Site icon La Revue Internationale

L’humour peut-il sauver l’Ukraine ?

Beaucoup crient à la mauvaise blague. Volodymyr Zelenski est arrivé largement en tête du premier tour des élections ukrainiennes ce weekend, avec 30,4 % des voix au (contre 25% dans les sondages). Ce résultat le place loin devant le président sortant Petro Porochenko (16%), sauvé de justesse d’une élimination au premier tour, et l’ex-Première ministre Ioulia Timochenko (14%), dont c’était la troisième tentative infructueuse de briguer la présidence.

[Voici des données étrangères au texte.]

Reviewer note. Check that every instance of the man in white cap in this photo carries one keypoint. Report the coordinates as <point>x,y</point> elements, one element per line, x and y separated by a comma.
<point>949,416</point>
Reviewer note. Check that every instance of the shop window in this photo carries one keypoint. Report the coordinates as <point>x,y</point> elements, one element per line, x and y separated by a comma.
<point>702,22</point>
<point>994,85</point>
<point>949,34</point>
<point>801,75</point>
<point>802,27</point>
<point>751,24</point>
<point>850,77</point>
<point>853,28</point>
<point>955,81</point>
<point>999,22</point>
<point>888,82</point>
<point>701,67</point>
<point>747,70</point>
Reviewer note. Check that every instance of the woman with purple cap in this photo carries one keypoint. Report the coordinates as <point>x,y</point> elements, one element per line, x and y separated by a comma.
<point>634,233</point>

Il bénéficie ainsi d’une avance considérable pour le second tour, qui se tiendra le 21 avril.

Le candidat du dégagisme

Zelenski est apparu sur la scène politique il y a à peine un an. L’acteur et star du stand-up s’est depuis fait le chantre de la lutte anticorruption. Je « veux vraiment aider l’Ukraine, (…) aider les gens » assure-t-il. De fait, il doit sa popularité à son rôle dans la série Slouga Naroda (« le serviteur du peuple »), dans laquelle il incarne un prof d’histoire devenu président de l’Ukraine par accident. Depuis, le candidat joue habilement de cette proximité entre fiction et réalité. Il surfe sur son image d’outsider largement basée sur son rôle. La dernière saison était justement diffusée juste avant le premier tour.

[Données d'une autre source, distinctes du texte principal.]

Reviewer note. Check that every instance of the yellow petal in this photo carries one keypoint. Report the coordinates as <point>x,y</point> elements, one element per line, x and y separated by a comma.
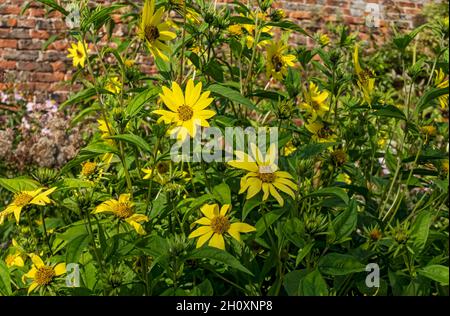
<point>217,241</point>
<point>60,269</point>
<point>204,238</point>
<point>200,231</point>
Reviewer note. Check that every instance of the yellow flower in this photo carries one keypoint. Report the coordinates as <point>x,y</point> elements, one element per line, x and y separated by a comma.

Grâce à ce positionnement neuf, il aura su capter le vote contestataire « contre Porochenko, contre les vieilles élites » analyse Vladimir Fessenko, du centre d’études politiques Penta. Les ukrainiens sont en effet déçus par la classe dirigeante corrompue et les luttes de clans incessantes entres leurs élites politiques et économiques. Devant deux candidats « classiques » occupées à s’écharper à coups d’accusations de fraude et fragilisées par l’usure qui vient avec l’exercice du pouvoir, les électeurs se sont massivement tournés vers un humoriste qui a fait de la satire des élites au pouvoir sa spécialité.

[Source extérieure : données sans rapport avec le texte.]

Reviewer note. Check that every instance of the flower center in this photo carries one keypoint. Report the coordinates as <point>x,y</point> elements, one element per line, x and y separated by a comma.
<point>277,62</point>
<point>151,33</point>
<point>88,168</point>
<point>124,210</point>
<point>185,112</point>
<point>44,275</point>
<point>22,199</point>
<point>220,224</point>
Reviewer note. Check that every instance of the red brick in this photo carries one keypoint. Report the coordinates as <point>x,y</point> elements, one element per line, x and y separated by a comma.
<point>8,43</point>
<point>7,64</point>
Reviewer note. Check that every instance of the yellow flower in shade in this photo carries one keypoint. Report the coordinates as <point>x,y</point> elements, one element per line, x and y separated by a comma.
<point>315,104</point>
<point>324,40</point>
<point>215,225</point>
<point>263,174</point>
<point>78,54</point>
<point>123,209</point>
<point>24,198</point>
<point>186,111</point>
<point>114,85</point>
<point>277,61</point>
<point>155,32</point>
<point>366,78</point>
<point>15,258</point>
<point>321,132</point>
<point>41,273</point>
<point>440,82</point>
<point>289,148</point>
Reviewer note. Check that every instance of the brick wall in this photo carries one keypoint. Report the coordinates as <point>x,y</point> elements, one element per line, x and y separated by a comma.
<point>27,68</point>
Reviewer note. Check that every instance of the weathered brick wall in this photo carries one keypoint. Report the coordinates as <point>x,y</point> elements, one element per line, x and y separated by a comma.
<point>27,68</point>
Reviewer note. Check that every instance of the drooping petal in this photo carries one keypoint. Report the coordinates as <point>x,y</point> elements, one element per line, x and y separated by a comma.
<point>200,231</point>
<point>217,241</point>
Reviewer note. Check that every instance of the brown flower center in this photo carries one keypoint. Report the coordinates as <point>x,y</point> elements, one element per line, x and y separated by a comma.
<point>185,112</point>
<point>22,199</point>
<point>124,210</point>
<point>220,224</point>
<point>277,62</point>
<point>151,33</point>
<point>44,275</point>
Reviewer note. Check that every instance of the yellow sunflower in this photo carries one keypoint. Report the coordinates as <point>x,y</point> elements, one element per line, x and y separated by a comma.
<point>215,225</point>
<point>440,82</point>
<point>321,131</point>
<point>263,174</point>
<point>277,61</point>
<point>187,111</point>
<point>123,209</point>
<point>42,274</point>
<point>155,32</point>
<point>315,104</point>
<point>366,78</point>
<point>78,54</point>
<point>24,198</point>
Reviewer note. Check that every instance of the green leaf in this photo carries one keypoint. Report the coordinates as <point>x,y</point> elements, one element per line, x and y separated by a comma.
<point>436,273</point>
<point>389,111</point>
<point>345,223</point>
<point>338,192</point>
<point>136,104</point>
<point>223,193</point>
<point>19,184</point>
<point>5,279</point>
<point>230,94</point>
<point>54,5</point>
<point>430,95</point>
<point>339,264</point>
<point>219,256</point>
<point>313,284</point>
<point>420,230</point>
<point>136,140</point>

Petro Porochenko et Ioulia Timochenko auront sous-estimé leur compétiteur jusqu’à la dernière minute – bien trop tard pour inverser la vapeur.

Une Ukraine divisée

Si Zelenski a jusque récemment échappé aux plus gros des attaques, le second tour promet une riposte musclée de Porochenko, totalement en berne dans les urnes. « Le président tentera de discréditer au maximum son adversaire, en mettant en avant ses liens avec Kolomoïski, la Russie, ou encore ses origines juives. L’équipe de Zelenski, elle, se mobilisera pour transformer le scrutin en référendum contre Porochenko » note Vladimir Fessenko.

Les liens du jeune candidat avec l’oligarque Ihor Kolomoïsky, dont la chaine de télévision n’a cessé d’en chanter les louanges, lui sont en effet souvent reprochés. Pourtant, Zelenski s’est entouré de personnalités politiques telles que l’ex-ministre des Finances de Porochenko, Oleksandr Danylyuk, considéré comme un ennemi du magnat. Ce dernier incarne lui aussi la lutte anticorruption. Il avait d’ailleurs démissionné constatant son incapacité à changer les choses au sein de l’actuel gouvernement.

Souvent targué de populisme, le russophone qui affiche un profil pro-occidental ne joue absolument pas des clivages de la société ukrainienne. Au contraire, il joue aux rassembleurs, ce qui le rapproche plus d’une figure comme Barak Obama que d’un Trump ou un Salvini. Le bât blesse en revanche côté expérience. « Oui, je n’ai pas d’expérience, mais j’ai suffisamment de forces et d’énergie. Bien sûr que je n’ai pas toutes les connaissances, mais je suis en train d’apprendre (…) Je ne veux pas avoir l’air d’un imbécile » écarte-t-il.

Difficile de savoir exactement ce que ce candidat « hors sol » réserve au pays tant il esquive les interviews traditionnelles, préférant une com bien huilée sur les réseaux sociaux. Mais s’il gagne, Zelenski se retrouvera catapulté à la tête d’un pays de 45 millions d’habitants, enlisé dans une quasi guerre civile, plombé par une économie au bord de l’asphyxie. Sans alliances au sein des structures de l’ordre (police, services secrets) ni soutien au Parlement sa tâche promet d’être herculéenne.